Dr Pornthip suggested the horizontal lines were the result of a beating with a stick.

She added that if she had carried out the autopsy on Teoh, she would have cut open the thighs just under the skin to check for internal bleeding in order to confirm her theory.

She also pointed out several “round” bruises on Teoh’s neck, which could mean “manual strangulation” by fingers.

Her lengthy explanation on Teoh’s neck injuries was peppered with graphic references to her own case studies of strangulation victims.

The skull fracture on Teoh’s head, she said, was not typical of an injury from a fall, but more compatible with the result of blunt force applied directly to the skull.

“I found contusion on fracture line, so the fracture could be caused by blunt force injury directly on skull,” she said, explaining why she disagreed with Dr Khairul’s and Dr Prashant’s theory.

The two doctors who performed Teoh’s autopsy had previously put forward the idea that the head injury may have been caused by the momentum of the landing.

“For transfer of force, (you) only find ring fracture at base of the skull along (the) spinal column, not a linear fracture and not a cervical spine fracture,” she added.

She said that her assessment was based on Teoh’s autopsy report, the photographs of his injuries and from snapshots taken at the site where his body was found.

The sole of one of Teoh’s shoe, which had come off his foot, also bore marks that indicated he may have been dragged, she said, basing it on reports of the death scene.

Her theory contradicts Dr Prashant’s idea that it was caused by the impact on the ground.

Magistrate Azmil Muntapha Abas who is acting as coroner in the inquest, allowed Dr Pornthip to carry out a physical check on Teoh’s shoes, which had been tendered to the court as evidence.

She told the court she would like to carry out her own autopsy on Teoh, but the coroner indicated that it may be too late to do so at this stage.

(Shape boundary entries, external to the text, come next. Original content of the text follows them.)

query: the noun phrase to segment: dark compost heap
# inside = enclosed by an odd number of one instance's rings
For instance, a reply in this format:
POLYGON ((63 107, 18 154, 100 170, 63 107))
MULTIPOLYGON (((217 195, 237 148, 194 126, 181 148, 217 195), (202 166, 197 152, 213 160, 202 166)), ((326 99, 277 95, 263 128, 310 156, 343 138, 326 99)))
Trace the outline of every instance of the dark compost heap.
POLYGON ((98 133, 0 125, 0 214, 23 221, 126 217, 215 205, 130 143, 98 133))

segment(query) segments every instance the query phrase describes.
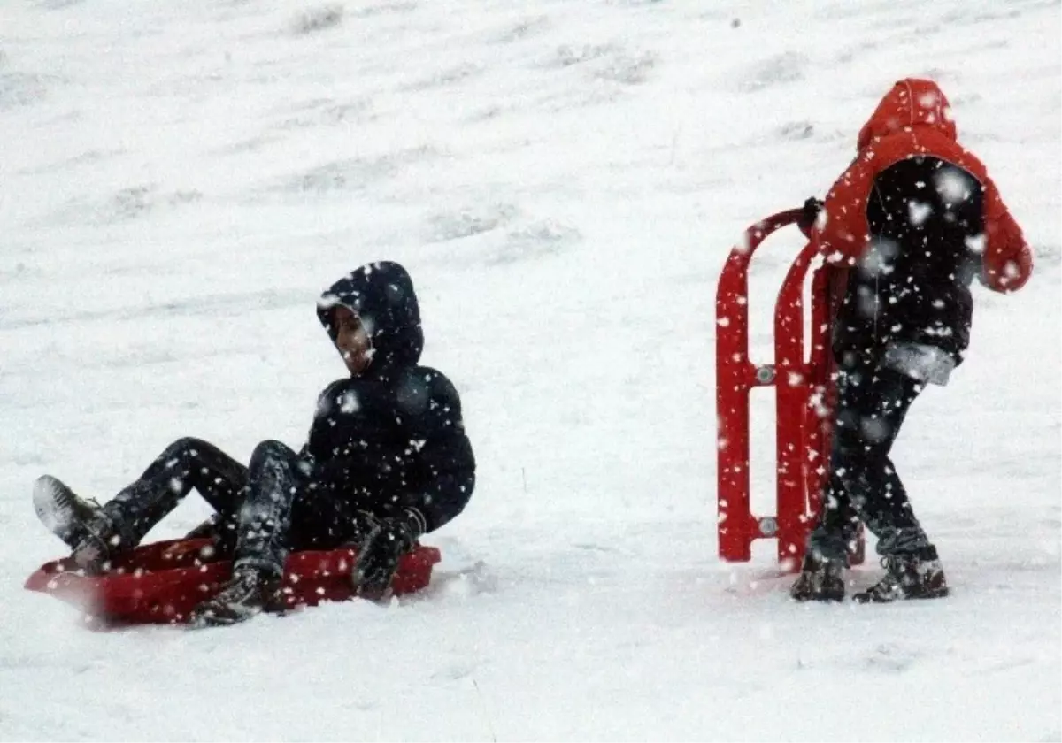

Dr Pornthip had also previously sent two assistants to join the court to survey where Teoh’s body was found on a 5th-floor landing outside the offices of the Selangor branch of the Malaysian Anti-Corruption Commission (MACC) in Plaza Masalam here.

Teoh, who was the political secretary to a DAP state executive councillor, had been questioned overnight on July 15 to help an ongoing investigation into claims his boss had misused state funds.

Dr Pornthip was engaged as an expert witness by the Selangor state government.

Earlier, she told the court that she had conducted over 10,000 autopsies in her career, of which more than 100 dealt with fatal falls from high places.

She estimated Teoh to have died between 6am and 8am on July 16.